Unfortunately, the government of Quintana Roo, which participated in the planning and implementation of the instrument and made a commitment to publish it in its official state newspaper, in order to have recognition in local planning instruments, never did. Even so, for federal environmental impact

assessment processes and other procedures that involve the evaluation of the compatibility of environmental policy instruments at the federal level, it is necessary to consider their inclusion in the analyses, but not in state instruments.
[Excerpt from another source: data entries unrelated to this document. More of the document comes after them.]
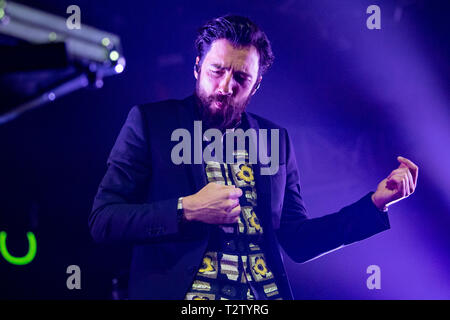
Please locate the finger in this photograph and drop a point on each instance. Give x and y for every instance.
(236, 211)
(230, 204)
(412, 187)
(400, 170)
(396, 183)
(234, 193)
(412, 166)
(407, 184)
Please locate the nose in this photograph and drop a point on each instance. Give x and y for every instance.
(225, 86)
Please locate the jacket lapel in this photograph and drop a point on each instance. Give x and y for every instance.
(187, 114)
(263, 182)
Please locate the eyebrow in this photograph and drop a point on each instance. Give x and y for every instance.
(242, 73)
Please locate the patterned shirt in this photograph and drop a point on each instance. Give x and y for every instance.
(234, 266)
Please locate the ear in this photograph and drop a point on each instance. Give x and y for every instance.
(258, 83)
(196, 67)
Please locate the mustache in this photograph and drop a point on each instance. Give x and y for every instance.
(220, 98)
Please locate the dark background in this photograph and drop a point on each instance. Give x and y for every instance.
(352, 99)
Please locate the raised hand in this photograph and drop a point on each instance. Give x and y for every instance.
(400, 184)
(214, 204)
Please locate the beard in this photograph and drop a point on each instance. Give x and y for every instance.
(226, 117)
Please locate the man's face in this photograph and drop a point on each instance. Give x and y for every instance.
(226, 81)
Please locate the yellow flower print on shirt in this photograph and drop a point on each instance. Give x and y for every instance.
(246, 173)
(207, 265)
(254, 222)
(260, 267)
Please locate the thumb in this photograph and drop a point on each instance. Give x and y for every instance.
(402, 164)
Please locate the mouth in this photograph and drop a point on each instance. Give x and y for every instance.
(218, 104)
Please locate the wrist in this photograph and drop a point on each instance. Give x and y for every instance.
(188, 205)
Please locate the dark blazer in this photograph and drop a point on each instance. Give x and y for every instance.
(137, 203)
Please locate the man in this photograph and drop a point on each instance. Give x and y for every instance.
(213, 230)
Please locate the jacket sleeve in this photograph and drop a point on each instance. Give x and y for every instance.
(119, 212)
(304, 239)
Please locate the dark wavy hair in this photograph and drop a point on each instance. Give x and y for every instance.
(241, 32)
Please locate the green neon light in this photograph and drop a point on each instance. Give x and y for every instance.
(26, 259)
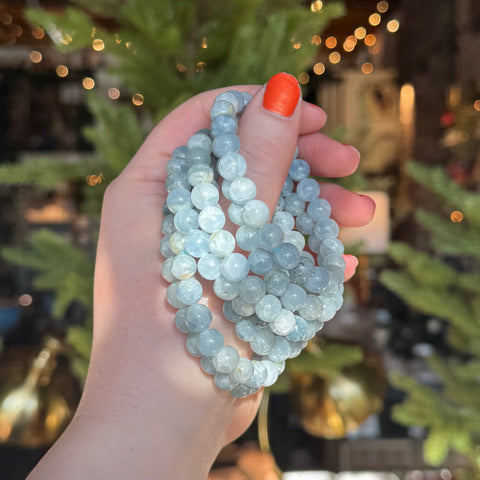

The latter is a magnificent example of the basis of the problem with the application of instruments of this type: the complete disarticulation between the instances of government not only between the three levels (Federal, State and Municipal) but within the same levels (between the federal instances, between the state instances and between the same municipal instances) to whom it seems easier to create new instruments than to articulate the existing ones.